Sitting under a blanket of drizzle in our beach cottage. It’s supposed to be summer here. Alas, tourists will avoid our beaches. Which is a good thing. (Is it?) Or so we joke to each other: if you see three people on the beach, it is crowded. Our beach. As if.
The francolins are breeding in quick succession this year. Out of a batch of 10 or 12 young ones, two, three or four will eventually make it through to adulthood. They are a jittery lot – always fighting within their ranks for position and shooting off in a flutter at the slightest disturbance. Threading their way through grass and bush, shadows fall easily and have to be interpreted quickly.
The Guinea fowls appear so much more relaxed.
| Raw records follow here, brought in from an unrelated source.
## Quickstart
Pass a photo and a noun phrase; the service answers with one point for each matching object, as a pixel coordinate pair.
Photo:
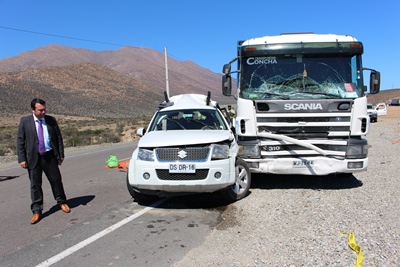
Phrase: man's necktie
(42, 147)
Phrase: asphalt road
(105, 227)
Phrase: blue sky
(204, 32)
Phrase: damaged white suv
(188, 147)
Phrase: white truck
(301, 104)
(188, 147)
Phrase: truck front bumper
(306, 166)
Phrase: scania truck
(301, 103)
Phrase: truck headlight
(145, 154)
(252, 151)
(220, 152)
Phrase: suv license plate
(182, 168)
(303, 164)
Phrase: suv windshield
(188, 119)
(301, 77)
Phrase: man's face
(39, 111)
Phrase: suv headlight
(145, 154)
(220, 152)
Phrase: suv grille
(182, 154)
(200, 174)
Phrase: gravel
(305, 221)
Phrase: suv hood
(181, 137)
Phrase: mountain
(125, 82)
(384, 96)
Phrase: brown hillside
(83, 89)
(143, 64)
(384, 96)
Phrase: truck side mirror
(226, 69)
(226, 85)
(374, 82)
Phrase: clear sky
(204, 32)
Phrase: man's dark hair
(37, 100)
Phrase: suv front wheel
(241, 187)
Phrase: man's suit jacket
(28, 143)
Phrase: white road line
(93, 238)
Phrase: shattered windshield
(301, 77)
(188, 119)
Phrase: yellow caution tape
(353, 245)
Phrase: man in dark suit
(40, 149)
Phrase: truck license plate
(303, 163)
(182, 168)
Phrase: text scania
(303, 106)
(261, 60)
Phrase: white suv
(188, 147)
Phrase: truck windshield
(301, 77)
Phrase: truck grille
(200, 174)
(329, 133)
(182, 154)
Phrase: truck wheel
(139, 197)
(241, 187)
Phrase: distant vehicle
(394, 102)
(373, 114)
(188, 147)
(381, 109)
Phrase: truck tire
(241, 187)
(139, 197)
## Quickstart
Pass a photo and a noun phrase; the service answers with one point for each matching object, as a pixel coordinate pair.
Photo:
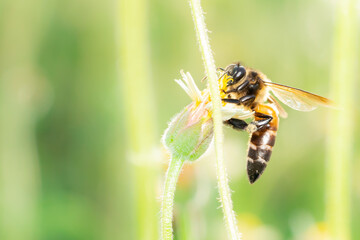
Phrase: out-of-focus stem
(20, 89)
(341, 126)
(139, 114)
(223, 185)
(171, 179)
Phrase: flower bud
(189, 133)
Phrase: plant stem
(171, 178)
(133, 53)
(341, 122)
(209, 63)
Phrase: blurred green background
(73, 110)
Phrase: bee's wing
(298, 99)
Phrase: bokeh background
(82, 114)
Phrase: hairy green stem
(171, 178)
(223, 185)
(341, 127)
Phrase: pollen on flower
(201, 108)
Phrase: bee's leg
(259, 124)
(236, 123)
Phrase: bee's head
(236, 71)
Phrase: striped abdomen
(261, 143)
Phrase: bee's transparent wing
(298, 99)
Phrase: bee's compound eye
(239, 74)
(234, 70)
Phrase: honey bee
(251, 90)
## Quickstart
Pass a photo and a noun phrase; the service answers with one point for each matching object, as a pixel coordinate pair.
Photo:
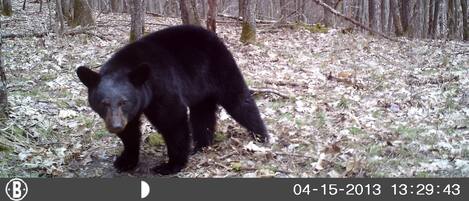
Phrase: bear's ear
(139, 75)
(89, 78)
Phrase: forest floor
(355, 106)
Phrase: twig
(43, 34)
(265, 90)
(335, 12)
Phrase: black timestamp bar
(236, 189)
(372, 189)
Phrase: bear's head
(117, 97)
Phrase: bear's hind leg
(131, 139)
(246, 113)
(203, 120)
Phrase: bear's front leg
(172, 122)
(131, 139)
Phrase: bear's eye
(122, 102)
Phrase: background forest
(348, 88)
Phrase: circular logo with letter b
(16, 189)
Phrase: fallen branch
(43, 34)
(241, 19)
(265, 90)
(337, 13)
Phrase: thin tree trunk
(189, 13)
(383, 16)
(7, 9)
(40, 6)
(464, 20)
(60, 16)
(396, 18)
(212, 15)
(82, 14)
(436, 14)
(425, 5)
(241, 8)
(372, 23)
(283, 11)
(328, 17)
(353, 21)
(404, 8)
(248, 32)
(3, 85)
(137, 20)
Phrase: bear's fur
(160, 76)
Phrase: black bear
(160, 76)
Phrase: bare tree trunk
(212, 15)
(60, 16)
(464, 20)
(137, 20)
(300, 8)
(425, 5)
(248, 32)
(82, 15)
(189, 13)
(67, 10)
(383, 15)
(451, 19)
(328, 17)
(116, 6)
(283, 11)
(241, 8)
(372, 23)
(404, 8)
(7, 9)
(3, 85)
(394, 9)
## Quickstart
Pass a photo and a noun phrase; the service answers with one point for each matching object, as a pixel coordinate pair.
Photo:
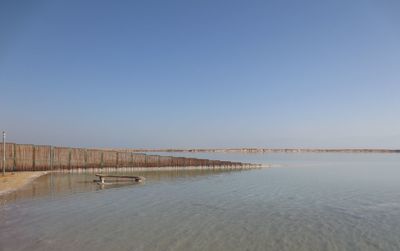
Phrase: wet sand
(14, 181)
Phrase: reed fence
(24, 157)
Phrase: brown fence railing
(23, 157)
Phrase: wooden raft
(103, 176)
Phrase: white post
(4, 153)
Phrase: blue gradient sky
(201, 73)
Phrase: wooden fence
(23, 157)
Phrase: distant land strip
(272, 150)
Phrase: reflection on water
(311, 202)
(57, 184)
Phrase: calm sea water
(305, 202)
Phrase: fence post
(69, 158)
(117, 160)
(15, 157)
(51, 157)
(102, 160)
(33, 157)
(4, 153)
(85, 157)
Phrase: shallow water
(306, 202)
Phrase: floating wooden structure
(103, 176)
(24, 157)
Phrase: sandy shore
(14, 181)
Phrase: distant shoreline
(271, 150)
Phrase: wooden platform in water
(103, 176)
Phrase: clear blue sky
(201, 73)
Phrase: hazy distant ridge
(273, 150)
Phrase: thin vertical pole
(15, 157)
(33, 158)
(4, 153)
(51, 157)
(69, 158)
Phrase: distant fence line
(24, 157)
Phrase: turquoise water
(305, 202)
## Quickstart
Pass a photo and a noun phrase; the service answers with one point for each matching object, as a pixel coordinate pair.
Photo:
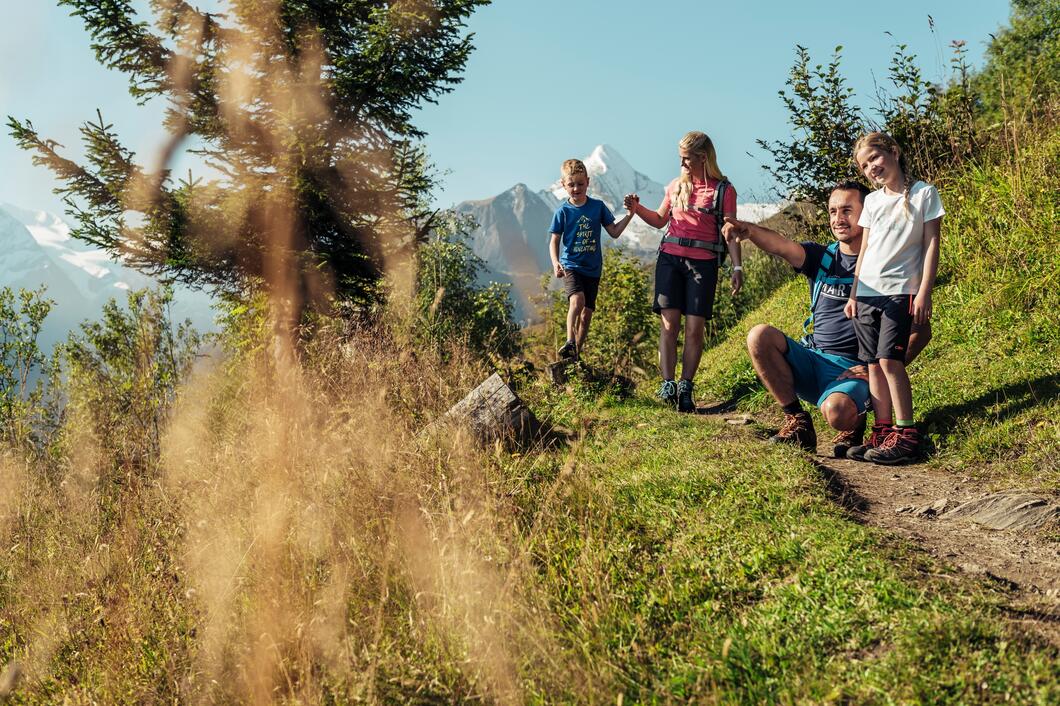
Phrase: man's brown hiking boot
(901, 445)
(875, 439)
(798, 430)
(844, 441)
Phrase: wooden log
(492, 411)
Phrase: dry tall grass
(296, 541)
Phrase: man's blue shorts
(815, 375)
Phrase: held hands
(921, 307)
(735, 231)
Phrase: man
(824, 369)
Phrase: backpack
(822, 278)
(719, 247)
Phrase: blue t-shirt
(579, 228)
(832, 331)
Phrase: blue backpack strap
(818, 281)
(718, 210)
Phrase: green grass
(687, 560)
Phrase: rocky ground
(1009, 537)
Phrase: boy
(576, 226)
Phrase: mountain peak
(605, 156)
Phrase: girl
(686, 271)
(893, 286)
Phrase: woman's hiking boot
(668, 392)
(797, 429)
(568, 351)
(875, 439)
(685, 402)
(844, 441)
(902, 445)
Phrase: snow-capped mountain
(512, 236)
(39, 251)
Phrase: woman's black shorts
(686, 284)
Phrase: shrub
(451, 303)
(124, 372)
(29, 408)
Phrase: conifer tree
(303, 112)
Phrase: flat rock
(1007, 510)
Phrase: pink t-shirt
(694, 224)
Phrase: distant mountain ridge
(40, 251)
(512, 233)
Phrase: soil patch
(1007, 537)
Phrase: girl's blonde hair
(699, 144)
(887, 143)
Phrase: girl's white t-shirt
(894, 258)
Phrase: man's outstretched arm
(766, 240)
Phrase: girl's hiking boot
(901, 445)
(798, 430)
(668, 392)
(875, 439)
(685, 402)
(844, 441)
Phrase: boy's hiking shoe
(844, 441)
(901, 445)
(875, 439)
(798, 430)
(668, 392)
(685, 402)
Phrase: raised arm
(616, 228)
(553, 250)
(653, 218)
(766, 240)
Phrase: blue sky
(548, 80)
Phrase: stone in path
(1007, 510)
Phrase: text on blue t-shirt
(579, 228)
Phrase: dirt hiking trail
(1009, 537)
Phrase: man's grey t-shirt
(832, 331)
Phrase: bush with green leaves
(825, 124)
(124, 373)
(452, 305)
(29, 405)
(1022, 74)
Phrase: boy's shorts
(815, 374)
(882, 327)
(686, 284)
(575, 282)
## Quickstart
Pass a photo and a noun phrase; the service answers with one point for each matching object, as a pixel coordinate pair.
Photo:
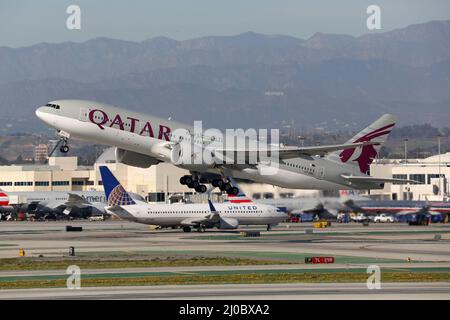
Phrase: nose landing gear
(193, 183)
(62, 143)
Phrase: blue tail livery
(115, 193)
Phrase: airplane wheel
(195, 184)
(187, 229)
(220, 183)
(233, 191)
(64, 149)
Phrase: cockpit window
(54, 106)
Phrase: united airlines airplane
(142, 141)
(229, 215)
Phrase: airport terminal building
(154, 183)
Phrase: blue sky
(26, 22)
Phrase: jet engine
(135, 159)
(228, 223)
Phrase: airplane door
(84, 114)
(319, 172)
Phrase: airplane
(187, 216)
(52, 203)
(143, 140)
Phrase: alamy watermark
(373, 22)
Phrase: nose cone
(43, 114)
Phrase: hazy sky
(26, 22)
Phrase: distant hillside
(328, 80)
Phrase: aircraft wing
(210, 219)
(376, 179)
(290, 152)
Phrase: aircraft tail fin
(114, 192)
(240, 197)
(363, 156)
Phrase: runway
(392, 247)
(351, 291)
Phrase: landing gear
(193, 182)
(201, 188)
(62, 143)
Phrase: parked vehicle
(384, 218)
(97, 218)
(360, 217)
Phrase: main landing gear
(62, 143)
(193, 182)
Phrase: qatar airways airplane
(143, 140)
(229, 215)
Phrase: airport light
(406, 149)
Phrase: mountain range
(249, 80)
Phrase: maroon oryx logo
(366, 153)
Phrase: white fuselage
(173, 215)
(143, 134)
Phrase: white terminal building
(432, 175)
(154, 183)
(162, 180)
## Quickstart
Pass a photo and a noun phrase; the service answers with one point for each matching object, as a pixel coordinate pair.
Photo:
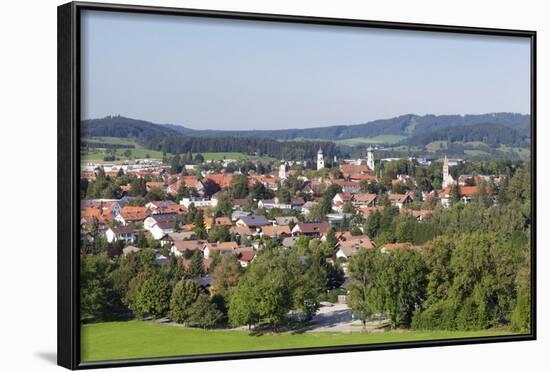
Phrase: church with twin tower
(370, 159)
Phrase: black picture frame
(68, 334)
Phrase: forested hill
(488, 133)
(404, 125)
(119, 126)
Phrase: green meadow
(140, 152)
(142, 339)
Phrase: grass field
(388, 139)
(141, 339)
(139, 152)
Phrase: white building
(282, 171)
(320, 159)
(370, 158)
(448, 180)
(199, 202)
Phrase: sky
(233, 74)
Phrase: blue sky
(229, 74)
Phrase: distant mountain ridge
(414, 127)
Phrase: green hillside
(139, 339)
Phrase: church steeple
(447, 178)
(320, 159)
(370, 158)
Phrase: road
(338, 318)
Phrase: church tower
(447, 178)
(320, 159)
(282, 171)
(370, 158)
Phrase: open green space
(140, 152)
(388, 139)
(142, 339)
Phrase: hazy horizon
(290, 128)
(241, 75)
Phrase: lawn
(141, 339)
(388, 139)
(140, 152)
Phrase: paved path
(338, 318)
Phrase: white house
(160, 224)
(122, 233)
(199, 202)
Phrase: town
(209, 222)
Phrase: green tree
(363, 269)
(153, 297)
(204, 313)
(184, 295)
Two mothers, one in front, one behind, guiding their quirky lot of toddlers through thick and thin. More like a kindergarten. But then their bright blue and read headgear must give any would-be attacker a foretaste of note. They can afford to walk bold and proudly – francolins fade away into the shadows.
There is a great sadness among us. Louis has died. Louis was the name given to a solitary male chacma baboon who was quietly and silently roaming our territory in search of open doors where he would sneak in to help himself to bread and eggs and fruit. He was found to have been poisoned. It is a story of our time where the one encroaches on the territory of the other and where careful negotiation is replaced with violence.
Der Regenvorhang hat sich während des Schreibens gelichtet. Es ist wie mit den Gedanken, die in unserem Gemüt als Kulissenschieber agieren. Unser Louis kam ins Gedränge und musste weichen. Wir glauben es zwar nicht, doch bilden uns ein, es ist ein Unglücksfall gewesen.